Around the time of Imam Ali’s birthday, ‘Calcutta Azadari’, on 1 May, 2016, posted a series of photographs of the rowza of Imam Ali (originally posted by ‘The Message of Karbala’ on 26 April) fetching a comment of Shahzada Naqvi on 1 May – “Aree wah mashallah kitna pyara lg rha h mola ka roza”. The original post of ‘The Message of Karbala’ was a mobile upload with the specification of the name and location of this rowza – Najaf-e-Hind of Jogipura, Najiabad, Uttar Pradesh.

pic 4 rowzaRowza

‘The Message of Karbala’ shared a post where the commemoration of the 37th Anniversary of the “Islamic Revolution of Iran” on 12 February 2016, creating a pan-Shia sensibility in the virtual space.

pic 5 IranIran

These posts, original and shared, give rise to a community of knowledge producers and consumers but with the inherent impossibility of maintaining any binary between them. Such communities, though placed within the autonomy of media surveillance, work beyond the direct capacity of state intervention. A new Shia public emerges in the intersection of religion, political and social configurations of mainstream society. It reformulates the notion of religious authority and keeps getting generated and proliferated via the paraphernalia of other forms of new media. Even if we say a channel of communication like Facebook is restricted among the privileged Internet users among Shias in urban or semi-urban areas, we need to remember the Internet has become easier on the pocket through cheap Internet packs and smartphones, and the smartphone, as a recording device and Bluetooth as the archive, is another viable option. As the techscape changes rapidly, bringing new users and new economies in its fold, new media becomes no less than a tool to reformulate religiosity. New media touches what print media could not. It reaches religious material to the sub-literate or even illiterate masses and makes possible the interface between the sacred and an everyday life.

pic 6 interfaceInterface

Notes:

[1] Charles Hirshkind, The Ethical Soundscape: Cassette Sermons and Islamic Counterpublics (Columbia University Press, 2006).

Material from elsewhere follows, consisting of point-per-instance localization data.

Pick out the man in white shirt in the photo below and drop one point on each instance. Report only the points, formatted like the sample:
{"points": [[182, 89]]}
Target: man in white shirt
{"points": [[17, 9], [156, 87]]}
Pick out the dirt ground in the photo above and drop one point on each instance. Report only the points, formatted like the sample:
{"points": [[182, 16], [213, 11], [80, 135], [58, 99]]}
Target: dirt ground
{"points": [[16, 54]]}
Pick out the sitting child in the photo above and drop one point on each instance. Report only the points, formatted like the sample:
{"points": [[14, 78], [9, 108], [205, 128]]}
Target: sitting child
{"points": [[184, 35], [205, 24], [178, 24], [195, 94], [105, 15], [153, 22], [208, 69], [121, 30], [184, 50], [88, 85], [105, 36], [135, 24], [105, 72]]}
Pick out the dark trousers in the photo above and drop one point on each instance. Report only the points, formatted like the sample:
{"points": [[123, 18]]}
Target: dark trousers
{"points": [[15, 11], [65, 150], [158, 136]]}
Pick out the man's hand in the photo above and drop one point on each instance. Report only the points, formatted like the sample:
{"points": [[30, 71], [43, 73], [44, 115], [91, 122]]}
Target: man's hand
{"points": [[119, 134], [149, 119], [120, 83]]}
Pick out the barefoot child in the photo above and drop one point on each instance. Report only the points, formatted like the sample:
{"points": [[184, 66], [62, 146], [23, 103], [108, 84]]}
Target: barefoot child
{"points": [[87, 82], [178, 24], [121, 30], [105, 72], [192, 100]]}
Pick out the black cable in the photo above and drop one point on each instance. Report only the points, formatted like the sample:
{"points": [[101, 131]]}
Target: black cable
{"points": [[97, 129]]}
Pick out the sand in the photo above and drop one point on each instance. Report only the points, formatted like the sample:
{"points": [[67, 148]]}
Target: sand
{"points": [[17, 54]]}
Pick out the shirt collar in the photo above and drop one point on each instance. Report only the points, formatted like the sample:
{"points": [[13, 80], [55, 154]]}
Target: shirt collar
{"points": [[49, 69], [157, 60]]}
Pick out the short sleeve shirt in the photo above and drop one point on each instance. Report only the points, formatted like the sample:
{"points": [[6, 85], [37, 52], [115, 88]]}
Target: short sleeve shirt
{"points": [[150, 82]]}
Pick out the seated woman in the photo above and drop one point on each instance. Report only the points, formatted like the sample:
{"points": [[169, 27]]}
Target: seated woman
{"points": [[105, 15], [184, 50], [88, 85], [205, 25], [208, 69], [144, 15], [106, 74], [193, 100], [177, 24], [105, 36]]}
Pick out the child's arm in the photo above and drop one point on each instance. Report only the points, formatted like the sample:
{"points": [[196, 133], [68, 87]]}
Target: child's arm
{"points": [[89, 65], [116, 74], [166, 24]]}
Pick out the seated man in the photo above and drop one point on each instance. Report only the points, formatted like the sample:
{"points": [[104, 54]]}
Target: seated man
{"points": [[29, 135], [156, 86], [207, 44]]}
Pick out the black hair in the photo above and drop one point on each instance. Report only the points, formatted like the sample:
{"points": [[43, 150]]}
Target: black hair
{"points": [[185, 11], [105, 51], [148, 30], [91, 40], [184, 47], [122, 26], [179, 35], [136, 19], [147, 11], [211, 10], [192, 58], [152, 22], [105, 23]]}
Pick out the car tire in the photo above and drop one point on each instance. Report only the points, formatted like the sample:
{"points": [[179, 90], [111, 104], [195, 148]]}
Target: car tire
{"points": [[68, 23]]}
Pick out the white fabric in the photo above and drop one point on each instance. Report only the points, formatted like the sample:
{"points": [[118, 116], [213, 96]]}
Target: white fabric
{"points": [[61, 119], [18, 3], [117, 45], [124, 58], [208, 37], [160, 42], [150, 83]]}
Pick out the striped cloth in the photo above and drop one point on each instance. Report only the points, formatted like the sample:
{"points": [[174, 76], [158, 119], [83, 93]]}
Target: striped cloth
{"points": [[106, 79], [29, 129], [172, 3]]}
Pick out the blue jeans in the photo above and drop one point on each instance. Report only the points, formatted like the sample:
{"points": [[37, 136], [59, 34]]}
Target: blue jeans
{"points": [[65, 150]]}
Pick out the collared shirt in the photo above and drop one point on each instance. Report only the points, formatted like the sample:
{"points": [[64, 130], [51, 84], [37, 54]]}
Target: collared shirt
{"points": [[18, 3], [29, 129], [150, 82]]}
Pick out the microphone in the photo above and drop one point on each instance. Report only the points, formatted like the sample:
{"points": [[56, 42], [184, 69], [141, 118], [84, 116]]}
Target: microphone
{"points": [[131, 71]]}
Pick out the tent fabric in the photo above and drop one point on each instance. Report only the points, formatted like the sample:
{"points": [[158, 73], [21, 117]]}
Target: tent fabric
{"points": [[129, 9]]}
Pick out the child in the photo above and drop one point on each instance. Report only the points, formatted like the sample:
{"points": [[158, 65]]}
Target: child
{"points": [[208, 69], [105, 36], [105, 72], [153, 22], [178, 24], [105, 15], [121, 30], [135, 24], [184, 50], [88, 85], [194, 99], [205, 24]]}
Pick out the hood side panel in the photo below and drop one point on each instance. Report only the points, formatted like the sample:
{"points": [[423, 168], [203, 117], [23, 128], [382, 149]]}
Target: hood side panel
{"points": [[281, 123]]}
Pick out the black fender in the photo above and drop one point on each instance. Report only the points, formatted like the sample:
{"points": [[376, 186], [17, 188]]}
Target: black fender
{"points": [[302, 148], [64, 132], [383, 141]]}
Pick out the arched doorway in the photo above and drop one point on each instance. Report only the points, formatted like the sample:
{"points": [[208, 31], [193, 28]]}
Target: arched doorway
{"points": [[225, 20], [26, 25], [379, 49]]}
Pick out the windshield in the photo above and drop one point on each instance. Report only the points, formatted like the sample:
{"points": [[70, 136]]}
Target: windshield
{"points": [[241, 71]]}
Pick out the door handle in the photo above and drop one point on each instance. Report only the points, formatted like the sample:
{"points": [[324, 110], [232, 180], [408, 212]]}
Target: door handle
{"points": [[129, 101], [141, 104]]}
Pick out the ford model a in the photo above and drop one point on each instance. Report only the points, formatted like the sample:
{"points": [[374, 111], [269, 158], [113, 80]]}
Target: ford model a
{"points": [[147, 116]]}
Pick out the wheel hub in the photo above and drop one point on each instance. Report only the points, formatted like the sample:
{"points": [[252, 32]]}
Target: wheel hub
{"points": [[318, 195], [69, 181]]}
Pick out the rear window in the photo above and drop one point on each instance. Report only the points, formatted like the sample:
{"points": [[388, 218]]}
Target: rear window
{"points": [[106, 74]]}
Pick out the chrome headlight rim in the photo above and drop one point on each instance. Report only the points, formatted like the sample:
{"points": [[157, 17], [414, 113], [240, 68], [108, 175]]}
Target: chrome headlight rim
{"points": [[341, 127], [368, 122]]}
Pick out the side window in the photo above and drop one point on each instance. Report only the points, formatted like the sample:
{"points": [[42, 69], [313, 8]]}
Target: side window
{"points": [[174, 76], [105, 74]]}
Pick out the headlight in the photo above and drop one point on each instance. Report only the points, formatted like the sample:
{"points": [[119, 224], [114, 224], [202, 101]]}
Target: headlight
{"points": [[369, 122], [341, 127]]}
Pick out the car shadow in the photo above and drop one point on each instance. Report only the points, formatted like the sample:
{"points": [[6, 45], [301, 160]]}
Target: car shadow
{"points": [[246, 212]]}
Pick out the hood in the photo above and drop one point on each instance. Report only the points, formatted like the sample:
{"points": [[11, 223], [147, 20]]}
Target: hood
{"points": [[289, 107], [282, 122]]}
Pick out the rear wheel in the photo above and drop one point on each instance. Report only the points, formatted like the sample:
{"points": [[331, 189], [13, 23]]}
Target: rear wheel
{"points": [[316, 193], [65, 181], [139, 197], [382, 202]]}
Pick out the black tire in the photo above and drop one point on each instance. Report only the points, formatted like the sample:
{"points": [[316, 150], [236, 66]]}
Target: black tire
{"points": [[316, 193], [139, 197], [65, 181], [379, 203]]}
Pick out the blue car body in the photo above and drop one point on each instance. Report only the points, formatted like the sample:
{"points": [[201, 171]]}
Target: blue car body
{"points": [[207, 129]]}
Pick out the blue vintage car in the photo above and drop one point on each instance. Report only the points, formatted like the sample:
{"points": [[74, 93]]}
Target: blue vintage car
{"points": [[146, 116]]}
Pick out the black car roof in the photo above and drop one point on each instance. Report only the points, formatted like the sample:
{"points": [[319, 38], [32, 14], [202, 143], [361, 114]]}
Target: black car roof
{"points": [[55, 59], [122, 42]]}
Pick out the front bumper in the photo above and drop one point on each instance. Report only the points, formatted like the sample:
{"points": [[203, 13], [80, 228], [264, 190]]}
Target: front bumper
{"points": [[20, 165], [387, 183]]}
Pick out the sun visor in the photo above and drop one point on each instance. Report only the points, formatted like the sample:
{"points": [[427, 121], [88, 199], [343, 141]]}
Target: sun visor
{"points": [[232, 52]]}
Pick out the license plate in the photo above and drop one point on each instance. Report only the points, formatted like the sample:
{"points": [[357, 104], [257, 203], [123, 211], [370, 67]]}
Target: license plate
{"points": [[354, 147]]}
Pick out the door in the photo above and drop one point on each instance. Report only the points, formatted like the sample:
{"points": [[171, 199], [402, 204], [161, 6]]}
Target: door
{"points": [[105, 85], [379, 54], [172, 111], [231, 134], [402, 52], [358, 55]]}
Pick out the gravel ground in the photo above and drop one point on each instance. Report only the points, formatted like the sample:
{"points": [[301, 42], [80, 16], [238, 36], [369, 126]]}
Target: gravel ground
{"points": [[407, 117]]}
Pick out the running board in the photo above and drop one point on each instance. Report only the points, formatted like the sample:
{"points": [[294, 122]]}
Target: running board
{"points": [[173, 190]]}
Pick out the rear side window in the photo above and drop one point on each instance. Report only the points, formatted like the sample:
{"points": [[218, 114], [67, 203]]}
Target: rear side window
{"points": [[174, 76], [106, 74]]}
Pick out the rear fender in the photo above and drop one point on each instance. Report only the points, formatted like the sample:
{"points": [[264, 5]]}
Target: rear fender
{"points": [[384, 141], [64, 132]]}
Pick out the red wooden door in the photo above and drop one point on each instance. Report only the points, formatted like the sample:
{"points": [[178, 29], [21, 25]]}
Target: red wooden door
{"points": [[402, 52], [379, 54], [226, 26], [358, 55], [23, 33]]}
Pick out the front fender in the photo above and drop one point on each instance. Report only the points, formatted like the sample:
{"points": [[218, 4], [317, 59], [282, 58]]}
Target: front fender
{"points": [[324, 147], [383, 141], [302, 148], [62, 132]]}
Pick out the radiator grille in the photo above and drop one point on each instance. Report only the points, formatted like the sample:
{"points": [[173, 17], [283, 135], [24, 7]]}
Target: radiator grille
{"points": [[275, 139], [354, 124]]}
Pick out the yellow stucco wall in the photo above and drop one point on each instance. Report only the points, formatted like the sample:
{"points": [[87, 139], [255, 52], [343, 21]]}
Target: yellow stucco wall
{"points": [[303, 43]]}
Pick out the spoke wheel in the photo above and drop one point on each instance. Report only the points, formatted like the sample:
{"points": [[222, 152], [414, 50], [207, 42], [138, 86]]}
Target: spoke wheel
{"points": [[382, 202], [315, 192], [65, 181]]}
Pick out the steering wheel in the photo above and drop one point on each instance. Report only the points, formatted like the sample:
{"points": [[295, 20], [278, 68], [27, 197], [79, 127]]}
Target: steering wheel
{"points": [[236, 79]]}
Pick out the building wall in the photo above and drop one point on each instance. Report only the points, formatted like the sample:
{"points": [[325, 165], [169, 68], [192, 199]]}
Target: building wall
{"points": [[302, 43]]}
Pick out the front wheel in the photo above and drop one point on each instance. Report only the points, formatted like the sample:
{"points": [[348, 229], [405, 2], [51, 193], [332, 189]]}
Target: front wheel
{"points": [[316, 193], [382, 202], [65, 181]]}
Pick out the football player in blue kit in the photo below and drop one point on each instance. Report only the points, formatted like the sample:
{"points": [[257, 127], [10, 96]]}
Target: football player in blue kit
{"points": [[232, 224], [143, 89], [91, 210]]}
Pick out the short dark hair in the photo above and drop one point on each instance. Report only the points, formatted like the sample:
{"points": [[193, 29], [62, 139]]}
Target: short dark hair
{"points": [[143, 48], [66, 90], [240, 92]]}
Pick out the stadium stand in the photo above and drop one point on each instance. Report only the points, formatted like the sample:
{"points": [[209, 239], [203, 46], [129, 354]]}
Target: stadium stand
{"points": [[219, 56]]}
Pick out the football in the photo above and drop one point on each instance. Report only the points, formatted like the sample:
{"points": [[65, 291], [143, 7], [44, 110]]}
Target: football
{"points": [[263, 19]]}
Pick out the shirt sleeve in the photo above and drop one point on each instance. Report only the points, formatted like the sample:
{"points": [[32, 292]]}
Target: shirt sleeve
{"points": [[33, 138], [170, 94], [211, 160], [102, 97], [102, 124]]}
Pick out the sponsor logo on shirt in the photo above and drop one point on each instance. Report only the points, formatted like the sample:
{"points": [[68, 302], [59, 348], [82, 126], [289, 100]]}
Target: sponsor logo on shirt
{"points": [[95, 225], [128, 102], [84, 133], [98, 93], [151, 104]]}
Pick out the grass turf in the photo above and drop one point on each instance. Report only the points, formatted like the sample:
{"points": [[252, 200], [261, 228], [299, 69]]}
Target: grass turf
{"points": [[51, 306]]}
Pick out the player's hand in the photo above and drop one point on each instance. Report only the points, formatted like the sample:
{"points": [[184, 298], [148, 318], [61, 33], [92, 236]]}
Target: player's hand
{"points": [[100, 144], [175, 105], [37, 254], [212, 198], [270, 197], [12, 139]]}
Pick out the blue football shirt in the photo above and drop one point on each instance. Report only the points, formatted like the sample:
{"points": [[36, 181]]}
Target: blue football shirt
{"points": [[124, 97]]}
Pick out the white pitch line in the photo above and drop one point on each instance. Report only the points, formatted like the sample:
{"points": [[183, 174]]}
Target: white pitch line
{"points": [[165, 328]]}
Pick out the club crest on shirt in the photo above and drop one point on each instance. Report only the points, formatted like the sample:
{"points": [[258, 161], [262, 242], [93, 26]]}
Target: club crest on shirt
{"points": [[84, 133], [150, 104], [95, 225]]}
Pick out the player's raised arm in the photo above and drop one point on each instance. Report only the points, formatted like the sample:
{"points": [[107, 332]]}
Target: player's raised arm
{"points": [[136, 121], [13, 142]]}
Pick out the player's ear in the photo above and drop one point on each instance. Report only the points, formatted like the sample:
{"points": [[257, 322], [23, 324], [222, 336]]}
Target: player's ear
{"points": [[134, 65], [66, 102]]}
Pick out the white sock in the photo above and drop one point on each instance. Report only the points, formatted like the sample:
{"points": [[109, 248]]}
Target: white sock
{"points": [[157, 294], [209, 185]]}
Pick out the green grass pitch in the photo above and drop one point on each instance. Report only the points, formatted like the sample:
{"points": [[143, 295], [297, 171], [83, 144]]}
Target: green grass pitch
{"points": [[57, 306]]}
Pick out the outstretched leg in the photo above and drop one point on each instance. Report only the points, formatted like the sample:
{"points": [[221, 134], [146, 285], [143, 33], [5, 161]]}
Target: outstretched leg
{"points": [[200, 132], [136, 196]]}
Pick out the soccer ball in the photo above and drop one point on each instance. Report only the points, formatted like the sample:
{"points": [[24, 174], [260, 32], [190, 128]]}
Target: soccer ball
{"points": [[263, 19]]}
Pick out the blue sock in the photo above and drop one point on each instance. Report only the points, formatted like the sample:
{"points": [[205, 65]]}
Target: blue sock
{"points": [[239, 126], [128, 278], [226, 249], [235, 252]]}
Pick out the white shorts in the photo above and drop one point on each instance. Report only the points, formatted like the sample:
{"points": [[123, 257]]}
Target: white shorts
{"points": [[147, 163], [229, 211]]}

[2] Jon W. Anderson, ‘New Media, New Publics: Reconfiguring the Public Sphere of Islam’, Social Research, Vol. 70, No. 3, Islam: The Public and Private Spheres (fall 2003), pp.887-906; Dorothea E. Shultz, ‘Promises of Immediate Salvation: Islam, Broadcast Media and the Remaking of Religious Experience in Mali’, American Ethnologist, Vol. 33, No. 2 (May 2006), pp. 210-229; Abdi O. Shuriye, Bello K. Adeyemi and Shittu Huud,  ‘Impact on New Media Technology on Islam-Western Relation’,  Journal of Asian Scientific Research, 2013, 3(12): 1210-1219; Their work, as specifically based on the Sunni religiosity, does not need to engage with the sheer potential of a different sensorium that only the Shia mourning rituals invoke. So, when I talk about the interface between new media and the Shia religiosity, technology should be read as the carrier of the Shia sensorium, rather than as a hindrance to devotionalism.